- Born: Philip Julian Kelsall 13 July 1956 (age 70) Warrington, Lancashire, England
- Occupations: Theatre organist
- Years active: 1977–present
- Website: https://www.philkelsall.co.uk/

= Phil Kelsall =

Philip Julian Kelsall MBE ALCM (born 13 July 1956) is an English theatre organist who has been principal organist at the Blackpool Tower Ballroom since 1977. Born in Warrington, Lancashire, he was inspired to learn the instrument by Reginald Dixon (“Mr Blackpool”), and was initially appointed as organist for the Tower Circus band aged 18 in 1975; he also deputised for Ernest Broadbent in the Ballroom itself. This followed his attending Rossall School in Fleetwood, an independent day and boarding school where he was taught by Robin Proctor, who subsequently became Director of Music at Cheltenham College. After Ernest Broadbent's retirement, he was appointed Tower organist in 1977.

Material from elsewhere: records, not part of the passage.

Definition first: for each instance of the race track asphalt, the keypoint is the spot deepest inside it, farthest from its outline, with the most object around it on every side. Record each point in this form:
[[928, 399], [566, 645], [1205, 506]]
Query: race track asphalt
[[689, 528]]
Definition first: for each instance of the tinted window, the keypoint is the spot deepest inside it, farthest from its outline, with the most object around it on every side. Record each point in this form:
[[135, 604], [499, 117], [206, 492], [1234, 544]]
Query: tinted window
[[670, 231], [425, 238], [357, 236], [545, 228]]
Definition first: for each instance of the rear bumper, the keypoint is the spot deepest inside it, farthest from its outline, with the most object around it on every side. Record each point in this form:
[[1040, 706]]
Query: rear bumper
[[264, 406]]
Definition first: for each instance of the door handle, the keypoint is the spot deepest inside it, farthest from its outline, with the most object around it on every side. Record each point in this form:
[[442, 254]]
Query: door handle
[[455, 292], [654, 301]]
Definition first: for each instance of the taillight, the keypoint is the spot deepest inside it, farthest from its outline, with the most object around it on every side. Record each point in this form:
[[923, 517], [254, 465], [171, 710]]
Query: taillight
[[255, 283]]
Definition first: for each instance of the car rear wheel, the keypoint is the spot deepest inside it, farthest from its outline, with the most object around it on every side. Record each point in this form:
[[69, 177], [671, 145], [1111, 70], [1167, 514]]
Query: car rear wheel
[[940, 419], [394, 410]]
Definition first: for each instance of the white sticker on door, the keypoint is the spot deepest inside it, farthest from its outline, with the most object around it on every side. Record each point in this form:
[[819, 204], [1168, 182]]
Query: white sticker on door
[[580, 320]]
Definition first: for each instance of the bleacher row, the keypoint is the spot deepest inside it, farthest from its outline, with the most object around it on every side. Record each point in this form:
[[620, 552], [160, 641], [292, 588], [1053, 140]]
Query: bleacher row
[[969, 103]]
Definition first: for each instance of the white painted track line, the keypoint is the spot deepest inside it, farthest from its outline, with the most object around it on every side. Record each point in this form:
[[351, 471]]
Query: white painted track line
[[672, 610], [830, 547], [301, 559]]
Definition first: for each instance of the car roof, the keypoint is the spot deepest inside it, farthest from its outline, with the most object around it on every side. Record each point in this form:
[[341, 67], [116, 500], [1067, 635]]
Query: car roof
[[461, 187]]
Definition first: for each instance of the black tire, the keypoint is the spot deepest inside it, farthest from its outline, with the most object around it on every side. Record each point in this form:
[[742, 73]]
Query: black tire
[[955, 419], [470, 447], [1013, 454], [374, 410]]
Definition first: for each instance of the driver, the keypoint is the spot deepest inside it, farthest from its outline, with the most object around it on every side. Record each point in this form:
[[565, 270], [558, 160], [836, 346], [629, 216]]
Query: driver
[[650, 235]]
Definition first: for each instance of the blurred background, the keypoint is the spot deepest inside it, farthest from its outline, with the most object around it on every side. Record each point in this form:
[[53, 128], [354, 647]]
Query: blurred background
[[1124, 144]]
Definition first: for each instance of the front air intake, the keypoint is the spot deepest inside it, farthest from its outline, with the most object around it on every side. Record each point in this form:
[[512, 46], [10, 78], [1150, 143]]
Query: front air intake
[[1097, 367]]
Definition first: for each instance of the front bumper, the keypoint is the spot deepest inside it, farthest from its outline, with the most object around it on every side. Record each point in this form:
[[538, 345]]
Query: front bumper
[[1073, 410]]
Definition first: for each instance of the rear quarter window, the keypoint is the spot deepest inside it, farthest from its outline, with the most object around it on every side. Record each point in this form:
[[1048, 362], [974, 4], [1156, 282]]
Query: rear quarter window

Noted for his distinctive Dixon-inspired "Blackpool style" of playing, he has made numerous appearances on television and radio playing the Tower's 1935 Wurlitzer organ, especially on the long-running BBC Radio 2 programme The Organist Entertains, which he has occasionally guest presented. He has also appeared on Strictly Come Dancing, Sam on Sunday, Friday Night is Music Night and Play It Again. During the Tower's closed season, Kelsall plays the Thursford Collection's Wurlitzer for their annual Christmas Spectacular shows. He was appointed MBE in the June 2010 Queen's Birthday Honours list.

In 2013, he released his 59th album on the Tower Ballroom Wurlitzer. On 18 June 2017, a special concert hosted by theatre organist Nigel Ogden was held to celebrate Kelsall's 40th year as Tower Ballroom Organist.